I have seen some western riders who are quite skilled and quite aware of their horses - if you think reining and roping is point and shoot, you have never participated in it or watched a good trainer/rider in those disciplines. Those are skilled sports that require a good seat, understanding of seat and leg aids, and strong core strength, as well as a fine tuned understanding and awareness of the horse. You do realize many other disciplines think dressage is all "crank and spank"? Why is there this need to put down other disciplines and believe ours is the only "pure and difficult"?
I don't show WD, but have judged it (and have judged Cowboy Dressage) at several schooling shows. Right now, it is very much like judging lower level traditional (English) dressage. There is the good, the not-so-good, and an ocassional standout fabulous ride.

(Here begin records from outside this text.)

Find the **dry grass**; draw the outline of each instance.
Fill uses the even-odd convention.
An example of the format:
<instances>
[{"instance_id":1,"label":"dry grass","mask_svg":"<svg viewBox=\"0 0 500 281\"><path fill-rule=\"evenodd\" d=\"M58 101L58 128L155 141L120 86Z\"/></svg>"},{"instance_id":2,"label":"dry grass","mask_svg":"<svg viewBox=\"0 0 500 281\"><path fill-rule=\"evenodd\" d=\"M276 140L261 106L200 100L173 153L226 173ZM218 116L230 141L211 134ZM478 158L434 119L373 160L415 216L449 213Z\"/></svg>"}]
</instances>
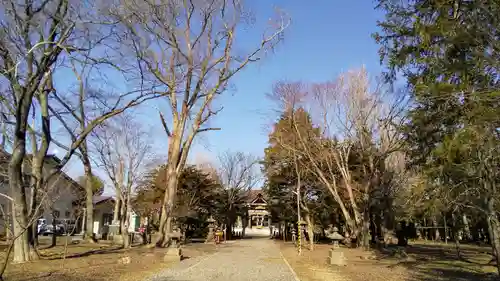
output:
<instances>
[{"instance_id":1,"label":"dry grass","mask_svg":"<svg viewBox=\"0 0 500 281\"><path fill-rule=\"evenodd\" d=\"M292 243L280 243L283 256L292 266L294 271L302 281L341 281L348 280L342 278L342 274L336 267L327 265L328 250L326 245L317 245L314 251L302 250L302 255L297 254L297 249ZM371 279L367 279L371 280Z\"/></svg>"},{"instance_id":2,"label":"dry grass","mask_svg":"<svg viewBox=\"0 0 500 281\"><path fill-rule=\"evenodd\" d=\"M163 262L165 249L136 246L128 250L111 244L69 244L64 258L64 241L53 248L40 250L42 259L25 264L10 264L8 281L134 281L143 280L169 264ZM43 248L43 246L41 246ZM215 251L212 245L189 244L183 247L186 258ZM130 257L129 264L122 264Z\"/></svg>"},{"instance_id":3,"label":"dry grass","mask_svg":"<svg viewBox=\"0 0 500 281\"><path fill-rule=\"evenodd\" d=\"M407 256L395 255L397 247L370 252L342 248L347 266L336 267L327 263L330 245L319 244L314 251L303 250L299 257L292 244L277 243L305 281L486 281L494 280L496 272L489 264L488 247L475 245L462 247L462 260L456 258L453 244L412 244L405 249ZM335 274L337 279L324 278L325 274Z\"/></svg>"}]
</instances>

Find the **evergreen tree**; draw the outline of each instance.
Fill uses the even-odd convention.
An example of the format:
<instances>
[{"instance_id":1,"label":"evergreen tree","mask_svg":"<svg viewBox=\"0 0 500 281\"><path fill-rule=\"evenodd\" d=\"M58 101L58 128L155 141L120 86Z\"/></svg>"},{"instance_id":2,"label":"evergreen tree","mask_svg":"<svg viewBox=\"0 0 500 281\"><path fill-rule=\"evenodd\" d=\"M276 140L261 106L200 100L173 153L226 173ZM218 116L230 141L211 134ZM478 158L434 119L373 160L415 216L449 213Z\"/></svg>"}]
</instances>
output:
<instances>
[{"instance_id":1,"label":"evergreen tree","mask_svg":"<svg viewBox=\"0 0 500 281\"><path fill-rule=\"evenodd\" d=\"M500 2L379 0L374 35L386 78L402 75L414 106L402 128L430 192L482 210L500 272ZM442 202L441 202L442 203ZM444 204L446 205L446 204Z\"/></svg>"}]
</instances>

Right now, they don't have a progression of tests/levels because it is a brand new discipline. Actually, CD does have some progression - they've created tests that are the equivalent of Intro through lower/mid levels (aka 2nd level). I think it was a smart move to start with the entry level tests - draw in a wider base of participation, then slowly work toward higher level tests.
There are several clinics offered, many by traditional (English) dressage trainers. I suspect the riding will improve - it is very much like our lower levels of traditional dressage - education and training needed for improvement.

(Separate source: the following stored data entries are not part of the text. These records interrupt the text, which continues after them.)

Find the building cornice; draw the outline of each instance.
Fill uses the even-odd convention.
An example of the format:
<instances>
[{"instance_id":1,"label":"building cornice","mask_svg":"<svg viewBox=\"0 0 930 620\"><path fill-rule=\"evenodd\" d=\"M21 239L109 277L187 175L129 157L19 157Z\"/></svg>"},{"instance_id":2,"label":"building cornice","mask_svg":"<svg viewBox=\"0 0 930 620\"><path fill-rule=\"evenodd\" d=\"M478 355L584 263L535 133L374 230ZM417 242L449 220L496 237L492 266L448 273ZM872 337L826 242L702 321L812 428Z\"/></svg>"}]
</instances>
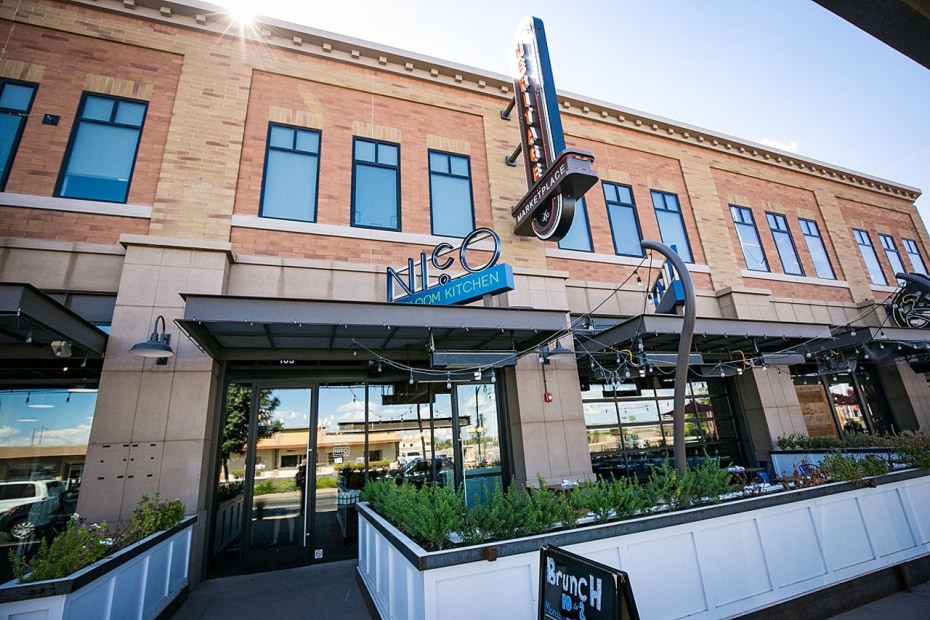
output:
<instances>
[{"instance_id":1,"label":"building cornice","mask_svg":"<svg viewBox=\"0 0 930 620\"><path fill-rule=\"evenodd\" d=\"M295 53L479 91L500 98L502 109L507 100L513 97L513 82L509 76L273 18L260 18L254 22L252 28L240 28L221 7L199 0L66 1L70 4L209 32L217 36L243 37L262 45L288 49ZM558 99L562 114L569 117L607 123L912 202L921 194L921 190L915 187L615 104L565 91L558 92Z\"/></svg>"}]
</instances>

I do believe this movement will take off - they have a lot of work to do, especially on the merging of multiple groups - but I'm seeing more and more partiicpants at the schooling shows. This Fall I judged a schooling show that was 50% Cowboy Dressage - and I saw a few very good riders, and breeds ranging from Morgan to QH to Arab to Oldenburg.
I wonder if there was such a resistance when USEF first added lower level tests? Or when USDF created the Walk/Trot Intro tests?